王女サロメが、祝宴での踊りの報酬として義父ヘロデに求めたものは、預言者ヨカナーンの首だった。新約聖書では、母である王妃へロディアが、不義の婚姻を非難した洗礼者ヨハネの処刑をサロメに唆したとする。無知で従順なサロメ。ワイルドの戯曲におけるサロメは、淫靡な毒婦、豪奢で耽美で幻想的。これが従来のイメージだった。本書では、訳者の平野啓一郎が、ワイルドの表現したかったサロメに立ち返るとして、少女的で愛らしく純真、だが母親から身に覚えのない淫婦性を受け継いだ存在、言い換えればキリスト教の原罪を担う存在として描く。

2019/11/29

mii22.

福田恆存訳、原田マハ『サロメ』読了後、あのマチネの平野氏訳がどのような『サロメ』に訳されているのか興味を持って。まったく違った印象の『サロメ』に戸惑ったが、あとがきを読んで納得した。

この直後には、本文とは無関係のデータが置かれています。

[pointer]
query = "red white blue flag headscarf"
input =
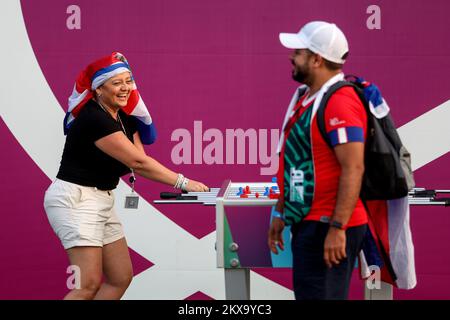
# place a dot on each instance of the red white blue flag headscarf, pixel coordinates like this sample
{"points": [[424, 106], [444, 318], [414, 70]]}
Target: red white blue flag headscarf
{"points": [[96, 74]]}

宮本亜門氏の舞台化原作として書かれたため、とても現代的な言い回しになっているのと、それまでの怪物的妖婦のサロメ像から離れ、純真な恋する少女ゆえの残酷さに重きをおいたサロメになっている。訳者の意図は成功していると思うが、私の好みはやはり格調高い福田訳の『サロメ』だ。

2017/03/16

夜長月🌙新潮部♪

オスカー・ワイルドの作品は2作目。あの童話「幸福の王子」と同じ作者とはとても思えない問題作。無垢な乙女の持つ残虐性は、無知であることの恐ろしさと純粋性をあらわしているのでしょうか。空っぽな愛に込められた恐ろしいまでの情熱は死をも厭わない神に報われてしまいます。世界各国で上演されている華麗なる血塗られた舞はどのようなものなのでしょうか。消化不良でした。